Councillors claim €17,000 for mileage but don't even drive
TWO councillors who have no driving licences have claimed more than €17,000 between them in mileage over the past four years.
Michael Dollard and Detty Cornally, who are both members of the Labour Party, retained their seats on Westmeath County Council in the recent local elections.
Both councillors admitted they have no driving licences and cannot drive, even though a Freedom of Information request revealed both have been claiming mileage to dozens of conferences in the past four years.
Both councillors said they had never taken a lift with another councillor to any of the conferences and had always been driven there and back by their family members -- Mr Dollard by his partner, and Ms Cornally by her son.

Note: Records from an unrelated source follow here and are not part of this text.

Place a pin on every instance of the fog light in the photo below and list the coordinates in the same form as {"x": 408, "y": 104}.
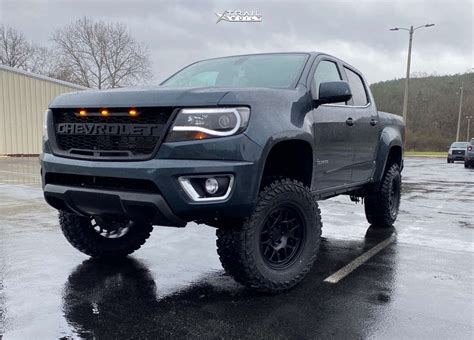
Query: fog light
{"x": 211, "y": 185}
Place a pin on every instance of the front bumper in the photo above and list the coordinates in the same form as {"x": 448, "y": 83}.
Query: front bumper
{"x": 170, "y": 205}
{"x": 456, "y": 157}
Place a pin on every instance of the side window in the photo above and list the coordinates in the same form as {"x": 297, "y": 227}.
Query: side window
{"x": 359, "y": 94}
{"x": 326, "y": 71}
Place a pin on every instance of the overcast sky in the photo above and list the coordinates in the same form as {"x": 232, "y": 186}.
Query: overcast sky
{"x": 180, "y": 32}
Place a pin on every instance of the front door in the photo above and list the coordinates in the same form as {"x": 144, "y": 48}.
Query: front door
{"x": 332, "y": 134}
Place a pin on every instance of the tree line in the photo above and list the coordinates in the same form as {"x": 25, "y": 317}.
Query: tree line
{"x": 102, "y": 55}
{"x": 433, "y": 107}
{"x": 90, "y": 53}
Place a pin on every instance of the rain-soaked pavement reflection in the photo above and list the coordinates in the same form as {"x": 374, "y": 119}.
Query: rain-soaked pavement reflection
{"x": 418, "y": 287}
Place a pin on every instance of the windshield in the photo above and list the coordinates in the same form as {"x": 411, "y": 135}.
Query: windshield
{"x": 459, "y": 145}
{"x": 264, "y": 70}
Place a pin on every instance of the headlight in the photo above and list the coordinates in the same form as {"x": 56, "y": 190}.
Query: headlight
{"x": 47, "y": 114}
{"x": 204, "y": 123}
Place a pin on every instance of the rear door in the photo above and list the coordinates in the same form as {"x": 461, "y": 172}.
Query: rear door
{"x": 366, "y": 128}
{"x": 332, "y": 136}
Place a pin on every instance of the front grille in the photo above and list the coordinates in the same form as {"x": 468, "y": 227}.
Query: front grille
{"x": 117, "y": 135}
{"x": 99, "y": 182}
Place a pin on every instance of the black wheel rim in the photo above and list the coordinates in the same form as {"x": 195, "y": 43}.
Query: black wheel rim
{"x": 394, "y": 196}
{"x": 281, "y": 237}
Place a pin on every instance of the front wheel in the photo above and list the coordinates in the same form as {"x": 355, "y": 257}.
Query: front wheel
{"x": 383, "y": 202}
{"x": 104, "y": 237}
{"x": 276, "y": 247}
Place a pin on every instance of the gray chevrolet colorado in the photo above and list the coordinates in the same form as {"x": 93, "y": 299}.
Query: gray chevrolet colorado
{"x": 246, "y": 144}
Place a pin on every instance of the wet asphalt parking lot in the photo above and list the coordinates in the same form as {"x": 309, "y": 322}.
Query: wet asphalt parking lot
{"x": 419, "y": 282}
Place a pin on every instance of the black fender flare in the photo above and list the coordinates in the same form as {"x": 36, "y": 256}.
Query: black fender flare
{"x": 390, "y": 137}
{"x": 284, "y": 136}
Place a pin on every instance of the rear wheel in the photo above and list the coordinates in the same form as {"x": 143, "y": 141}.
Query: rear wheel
{"x": 382, "y": 202}
{"x": 104, "y": 237}
{"x": 276, "y": 247}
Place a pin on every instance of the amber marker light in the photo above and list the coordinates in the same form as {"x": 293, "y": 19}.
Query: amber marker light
{"x": 200, "y": 135}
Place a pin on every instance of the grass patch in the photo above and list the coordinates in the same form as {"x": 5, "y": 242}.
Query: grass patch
{"x": 426, "y": 154}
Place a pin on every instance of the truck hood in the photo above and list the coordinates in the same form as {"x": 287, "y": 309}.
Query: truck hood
{"x": 141, "y": 97}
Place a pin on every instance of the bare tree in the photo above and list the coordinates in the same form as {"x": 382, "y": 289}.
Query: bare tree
{"x": 15, "y": 51}
{"x": 101, "y": 55}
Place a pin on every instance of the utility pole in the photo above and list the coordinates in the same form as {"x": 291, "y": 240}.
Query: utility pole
{"x": 460, "y": 111}
{"x": 410, "y": 30}
{"x": 407, "y": 79}
{"x": 468, "y": 126}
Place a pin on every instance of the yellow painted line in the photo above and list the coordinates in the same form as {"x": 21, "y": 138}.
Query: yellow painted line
{"x": 350, "y": 267}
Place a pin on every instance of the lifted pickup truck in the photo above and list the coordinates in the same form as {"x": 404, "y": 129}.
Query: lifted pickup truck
{"x": 246, "y": 144}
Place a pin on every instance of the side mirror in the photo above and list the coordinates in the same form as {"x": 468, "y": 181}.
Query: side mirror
{"x": 333, "y": 92}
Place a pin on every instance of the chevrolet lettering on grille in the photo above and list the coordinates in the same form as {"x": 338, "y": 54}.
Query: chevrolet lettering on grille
{"x": 109, "y": 129}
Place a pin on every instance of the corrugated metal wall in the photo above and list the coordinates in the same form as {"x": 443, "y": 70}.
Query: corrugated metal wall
{"x": 23, "y": 99}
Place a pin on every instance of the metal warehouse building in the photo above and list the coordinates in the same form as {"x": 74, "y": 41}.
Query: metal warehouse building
{"x": 24, "y": 97}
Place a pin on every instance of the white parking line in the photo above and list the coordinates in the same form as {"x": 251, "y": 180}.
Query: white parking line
{"x": 350, "y": 267}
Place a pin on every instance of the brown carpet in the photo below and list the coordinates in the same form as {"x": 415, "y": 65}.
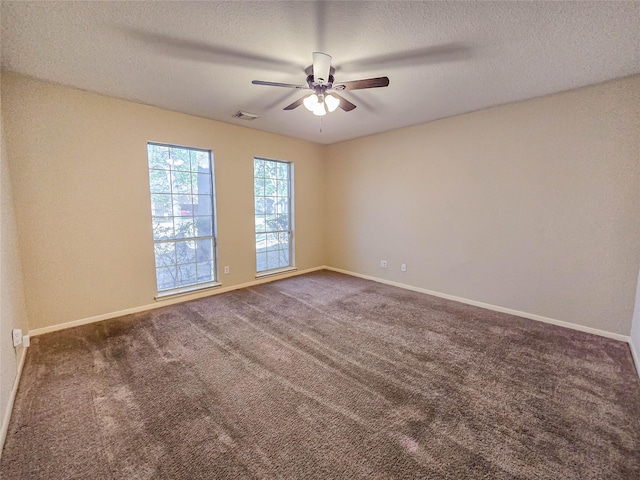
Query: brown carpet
{"x": 324, "y": 376}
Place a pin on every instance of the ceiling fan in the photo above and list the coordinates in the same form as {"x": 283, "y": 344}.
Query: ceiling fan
{"x": 320, "y": 80}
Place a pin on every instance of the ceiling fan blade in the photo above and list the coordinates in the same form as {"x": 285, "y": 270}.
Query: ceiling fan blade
{"x": 345, "y": 104}
{"x": 295, "y": 104}
{"x": 360, "y": 84}
{"x": 277, "y": 84}
{"x": 321, "y": 68}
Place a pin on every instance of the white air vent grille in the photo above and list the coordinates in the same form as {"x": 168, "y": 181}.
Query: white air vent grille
{"x": 246, "y": 115}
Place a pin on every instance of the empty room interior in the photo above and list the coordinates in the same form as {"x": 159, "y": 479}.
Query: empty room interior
{"x": 320, "y": 240}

It comes as Ceann Comhairle John O'Donoghue is at the centre of controversy over his expense claims and use of the government jet while he was Arts, Sports and Tourism Minister in 2006. A spokesman for Mr O'Donoghue was unavailable for comment last night.
Mr Dollard, who cited a 1.4-litre Rover 45 saloon car and then a 2.2 litre Hyundai Santa Fe jeep on his claim forms, went to 28 conferences in 10 different counties over the past four years. He received €9,283 in mileage expenses and this figure rose to more than €21,000 when the cost of accommodation and food was included.

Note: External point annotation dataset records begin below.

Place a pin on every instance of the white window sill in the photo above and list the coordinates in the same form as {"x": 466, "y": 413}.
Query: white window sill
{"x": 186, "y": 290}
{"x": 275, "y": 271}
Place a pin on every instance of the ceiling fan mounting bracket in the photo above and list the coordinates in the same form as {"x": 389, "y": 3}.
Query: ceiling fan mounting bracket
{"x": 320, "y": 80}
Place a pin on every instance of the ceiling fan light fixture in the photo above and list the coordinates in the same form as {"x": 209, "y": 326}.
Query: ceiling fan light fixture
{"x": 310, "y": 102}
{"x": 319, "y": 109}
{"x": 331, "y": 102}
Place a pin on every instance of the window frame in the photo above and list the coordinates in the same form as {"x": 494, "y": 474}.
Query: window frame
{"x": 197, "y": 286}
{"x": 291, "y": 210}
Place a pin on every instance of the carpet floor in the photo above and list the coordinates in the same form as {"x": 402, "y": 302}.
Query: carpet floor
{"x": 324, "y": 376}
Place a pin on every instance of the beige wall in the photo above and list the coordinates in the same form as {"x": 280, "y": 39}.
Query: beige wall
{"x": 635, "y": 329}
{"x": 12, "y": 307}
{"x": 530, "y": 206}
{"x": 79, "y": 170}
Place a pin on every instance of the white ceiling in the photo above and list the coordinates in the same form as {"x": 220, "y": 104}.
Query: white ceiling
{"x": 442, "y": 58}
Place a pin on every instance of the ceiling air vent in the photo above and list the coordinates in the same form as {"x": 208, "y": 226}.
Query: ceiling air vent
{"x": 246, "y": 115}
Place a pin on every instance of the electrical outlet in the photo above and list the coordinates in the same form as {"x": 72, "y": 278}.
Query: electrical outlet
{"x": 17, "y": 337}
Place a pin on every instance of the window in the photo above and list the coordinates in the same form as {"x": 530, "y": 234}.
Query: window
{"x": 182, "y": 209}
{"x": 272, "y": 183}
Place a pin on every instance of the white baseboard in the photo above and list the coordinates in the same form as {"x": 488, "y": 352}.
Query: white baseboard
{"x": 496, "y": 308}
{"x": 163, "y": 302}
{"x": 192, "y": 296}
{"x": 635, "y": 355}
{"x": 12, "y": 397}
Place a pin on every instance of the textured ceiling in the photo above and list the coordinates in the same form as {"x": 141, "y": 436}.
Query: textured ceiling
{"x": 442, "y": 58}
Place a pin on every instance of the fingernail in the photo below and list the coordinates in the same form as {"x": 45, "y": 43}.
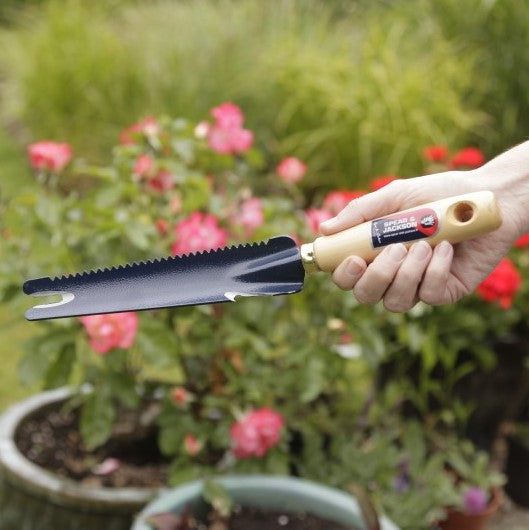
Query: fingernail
{"x": 397, "y": 252}
{"x": 420, "y": 250}
{"x": 443, "y": 249}
{"x": 329, "y": 223}
{"x": 353, "y": 268}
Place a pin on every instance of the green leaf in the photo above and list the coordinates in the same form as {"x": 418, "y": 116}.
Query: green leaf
{"x": 59, "y": 371}
{"x": 313, "y": 379}
{"x": 97, "y": 419}
{"x": 123, "y": 386}
{"x": 138, "y": 235}
{"x": 216, "y": 495}
{"x": 41, "y": 352}
{"x": 157, "y": 342}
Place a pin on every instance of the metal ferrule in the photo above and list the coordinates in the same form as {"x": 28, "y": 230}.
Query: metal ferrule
{"x": 308, "y": 259}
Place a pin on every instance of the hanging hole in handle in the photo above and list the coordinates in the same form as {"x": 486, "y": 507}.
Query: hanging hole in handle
{"x": 463, "y": 212}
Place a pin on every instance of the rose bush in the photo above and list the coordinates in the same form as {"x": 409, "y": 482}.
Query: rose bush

Mr Dollard said he had been driven there and back to all 28 conferences by his partner Trish, who owned the vehicles cited on his expense claim forms. He said there were two ways they dealt with conferences that lasted for up to a week.
"She would often stay down here and pay out of her own resources or often just leave me down there and come back and collect me and bring me back to Mullingar. It's entirely within the legislation. There's absolutely nothing wrong with that," he said.

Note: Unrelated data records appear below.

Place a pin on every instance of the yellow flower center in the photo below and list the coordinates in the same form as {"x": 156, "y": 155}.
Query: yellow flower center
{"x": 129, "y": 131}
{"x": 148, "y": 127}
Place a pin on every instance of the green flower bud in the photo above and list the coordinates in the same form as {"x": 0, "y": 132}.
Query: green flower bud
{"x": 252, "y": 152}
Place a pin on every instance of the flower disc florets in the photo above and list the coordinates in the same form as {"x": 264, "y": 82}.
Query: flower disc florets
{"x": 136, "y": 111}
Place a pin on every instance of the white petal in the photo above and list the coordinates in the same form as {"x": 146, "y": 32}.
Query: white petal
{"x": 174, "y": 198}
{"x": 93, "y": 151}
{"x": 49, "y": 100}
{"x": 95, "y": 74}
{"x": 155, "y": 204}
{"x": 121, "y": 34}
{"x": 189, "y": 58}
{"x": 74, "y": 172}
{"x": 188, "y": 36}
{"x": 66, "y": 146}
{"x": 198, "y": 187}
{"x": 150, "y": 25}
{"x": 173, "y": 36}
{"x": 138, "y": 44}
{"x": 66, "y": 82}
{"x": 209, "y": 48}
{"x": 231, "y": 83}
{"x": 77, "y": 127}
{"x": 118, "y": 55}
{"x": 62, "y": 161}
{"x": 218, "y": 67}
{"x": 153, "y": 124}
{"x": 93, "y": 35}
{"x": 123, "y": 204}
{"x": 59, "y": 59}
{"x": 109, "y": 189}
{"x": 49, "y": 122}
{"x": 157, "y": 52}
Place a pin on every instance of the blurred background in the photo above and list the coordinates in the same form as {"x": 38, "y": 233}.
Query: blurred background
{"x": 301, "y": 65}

Mr Dollard said he had attended the Listowel Writers' Week in Kerry three years in a row at an average cost of €1,000 on each occasion because he was the chair of the Westmeath Arts Forum. He confirmed he had not written any novels yet but said the areas of numeracy and literacy were very close to his heart.
"I would go to a lot of seminars that deal with the arts. That's why I go to the Listowel Writers' Week. It gives me an insight into what is going on in the area of arts in Ireland, particularly literature," he said.
Mr Dollard was also asked if his level of spending on conferences was justified.
"I think you could ask the electorate that. I actually got one of the highest votes in the country. I have topped the poll in every election I ran in since 1985 and people out there have full trust in Mick Dollard because I'm a grafter. I work hard," he said.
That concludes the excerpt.